The US Securities and Exchange Commission (SEC) is looking into Tesla Chief Executive Officer Elon Musk’s disclosure of his stake in Twitter in early April, according to a letter the agency sent to him that month.
In the letter, now made public by the SEC, the regulator asks Musk why it appears he did not file required paperwork within 10 days of the acquisition, and also questions why, when Musk did disclose his stake, he used a form meant for passive investors while he was openly questioning Twitter’s policies around free speech.

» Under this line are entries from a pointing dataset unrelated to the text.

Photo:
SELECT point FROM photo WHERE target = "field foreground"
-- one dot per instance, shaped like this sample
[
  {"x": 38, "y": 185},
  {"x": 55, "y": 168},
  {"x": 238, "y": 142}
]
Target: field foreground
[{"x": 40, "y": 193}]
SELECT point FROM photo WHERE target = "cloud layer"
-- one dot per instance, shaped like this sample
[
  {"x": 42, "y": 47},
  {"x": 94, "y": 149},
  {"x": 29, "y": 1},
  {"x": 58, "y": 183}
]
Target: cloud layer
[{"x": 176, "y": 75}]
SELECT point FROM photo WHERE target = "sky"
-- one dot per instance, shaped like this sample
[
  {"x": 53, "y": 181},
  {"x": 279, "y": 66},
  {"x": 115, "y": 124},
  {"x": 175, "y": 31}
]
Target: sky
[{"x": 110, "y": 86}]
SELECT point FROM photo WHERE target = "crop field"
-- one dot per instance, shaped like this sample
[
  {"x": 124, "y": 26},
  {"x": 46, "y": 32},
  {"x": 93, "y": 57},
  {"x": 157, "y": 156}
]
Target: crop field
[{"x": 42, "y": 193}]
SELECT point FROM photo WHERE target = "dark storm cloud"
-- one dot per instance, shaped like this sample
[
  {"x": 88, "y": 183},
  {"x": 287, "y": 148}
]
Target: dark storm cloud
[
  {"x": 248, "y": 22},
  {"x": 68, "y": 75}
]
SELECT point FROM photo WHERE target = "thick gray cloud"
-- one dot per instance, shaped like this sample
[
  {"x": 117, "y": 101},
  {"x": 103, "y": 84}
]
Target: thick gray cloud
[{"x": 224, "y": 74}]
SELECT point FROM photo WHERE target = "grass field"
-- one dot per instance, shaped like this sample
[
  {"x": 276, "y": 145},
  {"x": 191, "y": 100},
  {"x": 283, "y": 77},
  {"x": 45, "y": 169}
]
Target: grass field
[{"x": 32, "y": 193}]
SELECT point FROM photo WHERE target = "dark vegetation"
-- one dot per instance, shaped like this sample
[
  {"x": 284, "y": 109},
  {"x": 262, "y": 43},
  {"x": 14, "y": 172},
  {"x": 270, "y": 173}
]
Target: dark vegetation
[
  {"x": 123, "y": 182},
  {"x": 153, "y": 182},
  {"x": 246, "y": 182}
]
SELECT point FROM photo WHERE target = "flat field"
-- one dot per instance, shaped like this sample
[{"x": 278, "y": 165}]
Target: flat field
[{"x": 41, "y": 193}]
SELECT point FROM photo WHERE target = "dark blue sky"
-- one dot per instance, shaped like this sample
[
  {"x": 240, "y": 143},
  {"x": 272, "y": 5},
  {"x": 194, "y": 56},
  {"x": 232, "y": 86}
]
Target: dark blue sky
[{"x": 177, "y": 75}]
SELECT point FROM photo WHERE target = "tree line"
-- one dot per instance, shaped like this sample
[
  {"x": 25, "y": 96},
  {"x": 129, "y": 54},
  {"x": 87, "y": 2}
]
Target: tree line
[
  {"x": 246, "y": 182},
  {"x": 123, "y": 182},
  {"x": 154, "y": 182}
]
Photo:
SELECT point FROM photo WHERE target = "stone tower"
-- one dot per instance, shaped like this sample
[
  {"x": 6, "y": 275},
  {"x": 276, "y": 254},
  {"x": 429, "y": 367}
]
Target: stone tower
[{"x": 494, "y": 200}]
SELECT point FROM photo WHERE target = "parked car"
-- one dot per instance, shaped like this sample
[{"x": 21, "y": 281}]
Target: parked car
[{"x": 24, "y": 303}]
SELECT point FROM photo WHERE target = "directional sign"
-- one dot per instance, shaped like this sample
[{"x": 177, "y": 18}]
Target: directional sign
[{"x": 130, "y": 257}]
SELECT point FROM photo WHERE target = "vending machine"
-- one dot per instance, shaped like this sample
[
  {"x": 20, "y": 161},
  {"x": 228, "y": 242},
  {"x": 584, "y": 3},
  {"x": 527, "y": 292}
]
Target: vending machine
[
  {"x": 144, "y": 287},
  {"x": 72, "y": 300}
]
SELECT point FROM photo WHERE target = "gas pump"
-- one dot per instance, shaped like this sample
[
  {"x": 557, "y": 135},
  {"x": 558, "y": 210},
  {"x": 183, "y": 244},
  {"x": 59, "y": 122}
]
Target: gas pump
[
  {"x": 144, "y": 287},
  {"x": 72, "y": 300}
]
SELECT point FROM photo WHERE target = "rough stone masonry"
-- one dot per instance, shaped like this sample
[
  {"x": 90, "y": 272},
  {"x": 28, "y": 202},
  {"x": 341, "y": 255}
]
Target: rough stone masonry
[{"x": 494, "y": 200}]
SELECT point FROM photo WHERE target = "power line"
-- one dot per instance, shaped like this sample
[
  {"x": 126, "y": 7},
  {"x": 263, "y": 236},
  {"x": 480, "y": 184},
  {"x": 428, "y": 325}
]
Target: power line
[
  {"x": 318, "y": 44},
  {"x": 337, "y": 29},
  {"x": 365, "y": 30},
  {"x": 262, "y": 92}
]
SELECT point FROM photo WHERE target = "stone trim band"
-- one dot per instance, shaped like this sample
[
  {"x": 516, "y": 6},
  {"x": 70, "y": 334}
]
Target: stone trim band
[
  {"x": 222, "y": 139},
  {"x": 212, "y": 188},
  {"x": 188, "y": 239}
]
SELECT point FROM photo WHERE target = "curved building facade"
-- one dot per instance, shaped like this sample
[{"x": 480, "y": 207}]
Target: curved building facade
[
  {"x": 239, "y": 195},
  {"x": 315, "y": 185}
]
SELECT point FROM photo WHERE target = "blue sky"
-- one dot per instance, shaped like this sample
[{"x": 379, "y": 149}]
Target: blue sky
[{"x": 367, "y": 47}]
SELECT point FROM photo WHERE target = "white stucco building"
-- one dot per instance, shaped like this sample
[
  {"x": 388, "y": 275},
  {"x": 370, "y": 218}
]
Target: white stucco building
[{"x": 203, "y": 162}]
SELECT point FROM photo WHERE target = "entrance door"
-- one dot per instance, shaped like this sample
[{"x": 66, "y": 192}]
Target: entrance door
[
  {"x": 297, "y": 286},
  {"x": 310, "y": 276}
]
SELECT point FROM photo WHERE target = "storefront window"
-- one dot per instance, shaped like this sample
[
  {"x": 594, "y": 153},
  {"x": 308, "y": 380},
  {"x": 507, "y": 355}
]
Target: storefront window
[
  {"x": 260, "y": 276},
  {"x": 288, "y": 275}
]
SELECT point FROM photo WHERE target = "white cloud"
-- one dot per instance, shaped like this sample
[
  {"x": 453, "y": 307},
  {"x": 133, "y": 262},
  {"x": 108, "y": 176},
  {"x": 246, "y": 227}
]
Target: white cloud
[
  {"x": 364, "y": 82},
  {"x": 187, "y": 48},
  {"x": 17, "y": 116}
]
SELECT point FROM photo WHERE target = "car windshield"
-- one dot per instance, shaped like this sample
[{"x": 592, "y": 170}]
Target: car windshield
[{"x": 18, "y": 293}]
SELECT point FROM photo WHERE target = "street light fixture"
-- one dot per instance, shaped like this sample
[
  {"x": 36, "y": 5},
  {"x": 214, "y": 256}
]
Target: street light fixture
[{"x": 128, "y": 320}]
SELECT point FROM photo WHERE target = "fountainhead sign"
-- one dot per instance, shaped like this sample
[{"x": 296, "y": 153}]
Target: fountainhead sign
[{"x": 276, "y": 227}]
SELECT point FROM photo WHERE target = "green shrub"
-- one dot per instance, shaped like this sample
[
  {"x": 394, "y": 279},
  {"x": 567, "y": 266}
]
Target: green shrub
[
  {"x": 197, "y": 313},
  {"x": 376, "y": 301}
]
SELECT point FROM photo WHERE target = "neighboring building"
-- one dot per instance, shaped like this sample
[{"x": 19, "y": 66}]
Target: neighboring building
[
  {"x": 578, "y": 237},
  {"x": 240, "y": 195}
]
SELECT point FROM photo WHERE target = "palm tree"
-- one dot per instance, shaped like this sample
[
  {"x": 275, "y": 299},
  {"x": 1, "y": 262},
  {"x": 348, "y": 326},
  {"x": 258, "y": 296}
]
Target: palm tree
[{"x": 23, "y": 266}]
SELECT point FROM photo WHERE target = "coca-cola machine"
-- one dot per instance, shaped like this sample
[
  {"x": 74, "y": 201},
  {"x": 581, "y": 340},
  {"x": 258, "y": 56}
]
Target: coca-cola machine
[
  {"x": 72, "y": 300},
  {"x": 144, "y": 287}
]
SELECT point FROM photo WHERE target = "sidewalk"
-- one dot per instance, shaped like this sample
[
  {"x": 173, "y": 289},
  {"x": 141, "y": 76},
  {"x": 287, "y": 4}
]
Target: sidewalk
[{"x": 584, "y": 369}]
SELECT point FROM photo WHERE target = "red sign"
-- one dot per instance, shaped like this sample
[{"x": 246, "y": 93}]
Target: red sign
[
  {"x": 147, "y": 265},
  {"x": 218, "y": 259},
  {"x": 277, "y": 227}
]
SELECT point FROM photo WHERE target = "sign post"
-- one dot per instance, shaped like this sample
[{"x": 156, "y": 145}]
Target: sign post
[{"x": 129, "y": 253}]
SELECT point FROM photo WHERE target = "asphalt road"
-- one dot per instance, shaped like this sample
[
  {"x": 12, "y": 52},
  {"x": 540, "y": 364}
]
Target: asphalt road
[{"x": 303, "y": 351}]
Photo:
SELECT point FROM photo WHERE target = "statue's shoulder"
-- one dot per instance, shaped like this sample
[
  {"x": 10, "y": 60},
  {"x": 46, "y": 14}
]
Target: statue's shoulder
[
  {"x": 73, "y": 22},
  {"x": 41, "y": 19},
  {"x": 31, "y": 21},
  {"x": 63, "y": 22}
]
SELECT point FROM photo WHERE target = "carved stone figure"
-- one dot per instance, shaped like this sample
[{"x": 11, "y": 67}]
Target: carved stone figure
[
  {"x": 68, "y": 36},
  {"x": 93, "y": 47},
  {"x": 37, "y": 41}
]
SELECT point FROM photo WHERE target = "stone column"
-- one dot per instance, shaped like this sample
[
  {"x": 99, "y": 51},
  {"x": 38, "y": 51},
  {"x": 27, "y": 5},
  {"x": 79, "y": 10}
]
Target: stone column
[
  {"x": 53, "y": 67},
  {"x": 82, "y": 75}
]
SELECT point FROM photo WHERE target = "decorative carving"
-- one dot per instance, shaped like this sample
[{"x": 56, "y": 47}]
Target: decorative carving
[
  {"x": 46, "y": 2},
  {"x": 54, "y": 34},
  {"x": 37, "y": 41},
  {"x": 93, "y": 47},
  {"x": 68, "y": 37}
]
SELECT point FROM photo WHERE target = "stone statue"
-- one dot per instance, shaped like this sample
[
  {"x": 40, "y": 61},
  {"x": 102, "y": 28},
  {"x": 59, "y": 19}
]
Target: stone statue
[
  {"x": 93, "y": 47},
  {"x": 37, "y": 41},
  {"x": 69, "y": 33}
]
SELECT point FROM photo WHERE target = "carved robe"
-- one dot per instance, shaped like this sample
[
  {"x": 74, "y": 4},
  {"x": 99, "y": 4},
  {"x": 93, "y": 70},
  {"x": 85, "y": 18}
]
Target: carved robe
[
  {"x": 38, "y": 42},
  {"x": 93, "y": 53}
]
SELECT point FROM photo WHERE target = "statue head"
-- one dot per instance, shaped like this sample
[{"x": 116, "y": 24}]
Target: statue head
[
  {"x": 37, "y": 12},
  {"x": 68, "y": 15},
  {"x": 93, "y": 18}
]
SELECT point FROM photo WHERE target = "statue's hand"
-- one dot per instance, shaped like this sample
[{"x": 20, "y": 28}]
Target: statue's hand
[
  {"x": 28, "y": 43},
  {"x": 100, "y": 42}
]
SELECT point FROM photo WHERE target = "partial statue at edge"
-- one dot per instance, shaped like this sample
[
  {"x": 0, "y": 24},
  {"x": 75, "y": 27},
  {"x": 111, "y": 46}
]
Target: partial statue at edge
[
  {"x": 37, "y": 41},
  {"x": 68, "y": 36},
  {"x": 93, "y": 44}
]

Specifically, the SEC asked Musk to explain why he opted to initially file a “13G” disclosure form, which is meant for investors who plan to hold their shares passively instead of a “13D” form, which is for activist investors who intend influence management and policies of the company. He later amended the filing. Musk was offered a board seat shortly after his initial disclosure and has since gone on to attempt to buy the company outright in a $44 billion deal to take it private.
Spokespeople for Musk did not immediately respond to a request for comment. An SEC spokesperson declined to comment.
Separately, Twitter said in a filing Friday it was not accepting the resignation of Egon Durban, a Musk ally, from its board. Two days earlier, Twitter shareholders had blocked his re-election, but the company said he brought “unparalleled operational knowledge of the industry” and instead he would reduce his board roles elsewhere.
Outside experts had previously said Musk’s late filing and apparently improper paperwork could attract the attention of the SEC, which has sparred with Musk in the past.